A partial sum of an arithmetic sequence is given. Find the sum.
1 + 7 + 13 + ...... + 607
S_101 = 101/2 (1 + 607) = ___
To find the sum of an arithmetic sequence, you need to know the first term, the common difference, and the number of terms. However, in this case, we are given the partial sum instead.

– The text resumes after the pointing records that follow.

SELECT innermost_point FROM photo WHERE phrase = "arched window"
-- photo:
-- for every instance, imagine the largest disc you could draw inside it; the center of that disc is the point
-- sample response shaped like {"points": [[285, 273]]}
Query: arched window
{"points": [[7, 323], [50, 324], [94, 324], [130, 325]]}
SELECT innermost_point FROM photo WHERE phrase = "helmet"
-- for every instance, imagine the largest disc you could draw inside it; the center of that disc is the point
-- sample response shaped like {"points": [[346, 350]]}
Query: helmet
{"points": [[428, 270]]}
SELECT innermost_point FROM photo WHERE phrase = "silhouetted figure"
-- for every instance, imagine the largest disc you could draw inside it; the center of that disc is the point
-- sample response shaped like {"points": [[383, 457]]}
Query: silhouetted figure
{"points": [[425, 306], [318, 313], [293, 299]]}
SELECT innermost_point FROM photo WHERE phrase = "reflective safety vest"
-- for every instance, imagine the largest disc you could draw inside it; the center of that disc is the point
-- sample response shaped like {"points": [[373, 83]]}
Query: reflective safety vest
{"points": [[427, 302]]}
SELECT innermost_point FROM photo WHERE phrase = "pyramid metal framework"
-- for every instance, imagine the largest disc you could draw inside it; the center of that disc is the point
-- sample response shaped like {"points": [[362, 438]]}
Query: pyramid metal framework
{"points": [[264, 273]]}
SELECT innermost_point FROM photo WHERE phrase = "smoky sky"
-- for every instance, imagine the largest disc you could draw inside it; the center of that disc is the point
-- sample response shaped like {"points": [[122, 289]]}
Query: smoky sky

Therefore, we need to work backward to find the sum.
The partial sum formula for an arithmetic sequence is given by:
Sn = (n/2)(a1 + an),
where Sn is the sum of the first n terms, a1 is the first term, and an is the nth term.
In this case, Sn = 607 (the given partial sum).
Let's substitute the values into the formula and solve for n:
607 = (n/2)(1 + an).
We know that the common difference in an arithmetic sequence is constant, so let's find the common difference:
d = a2 - a1,
where d is the common difference.
Given a1 = 1, we can find a2:
a2 = a1 + d = 1 + (7 - 1) = 1 + 6 = 7.
Therefore, d = a2 - a1 = 7 - 1 = 6.
Now, let's substitute the values into the formula and solve for n:
607 = (n/2)(1 + 7).
607 = 4n.
Divide both sides of the equation by 4:
607/4 = n.
n = 151.75.
Since the number of terms (n) must be a positive integer, we round up to the nearest whole number:
n = 152.
Now, we can find the sum of the arithmetic sequence:
Sn = (n/2)(a1 + an).
Sn = (152/2)(1 + an).
Using the formula for the nth term:
an = a1 + (n-1)d,
where d is the common difference:
an = 1 + (152-1)(6).
an = 1 + 151(6).
an = 1 + 906.
an = 907.
Substituting the values into the formula for the sum:
Sn = (152/2)(1 + 907).
Sn = 76(908).
Sn = 69,248.
Therefore, the sum of the arithmetic sequence is 69,248.
To find the sum of an arithmetic sequence, you can use the formula for the sum of a finite arithmetic series:
Sn = (n/2)(a + L)
Where:
- Sn is the sum of the arithmetic sequence,
- n is the number of terms in the sequence,
- a is the first term of the sequence, and
- L is the last term of the sequence.
In your case, the given sequence has a common difference of 6. So, the first term, a, is 1, and the last term, L, is 607.
To find the number of terms, n, we need to determine the position of the term 607 in the sequence. The formula to find the nth term of an arithmetic sequence is:
an = a + (n - 1)d
Where:
- an is the nth term of the sequence,
- a is the first term of the sequence,
- n is the position of the term in the sequence,
- d is the common difference.
To find n, let's substitute the given values into the formula:
607 = 1 + (n - 1)6
Now, solve for n:
606 = (n - 1)6
n - 1 = 606/6
n - 1 = 101
n = 102
Now that we have the value of n, we can calculate the sum, Sn:
Sn = (n/2)(a + L)
= (102/2)(1 + 607)
= 51(608)
= 31,008
Therefore, the sum of the arithmetic sequence 1 + 7 + 13 + ...... + 607 is 31,008.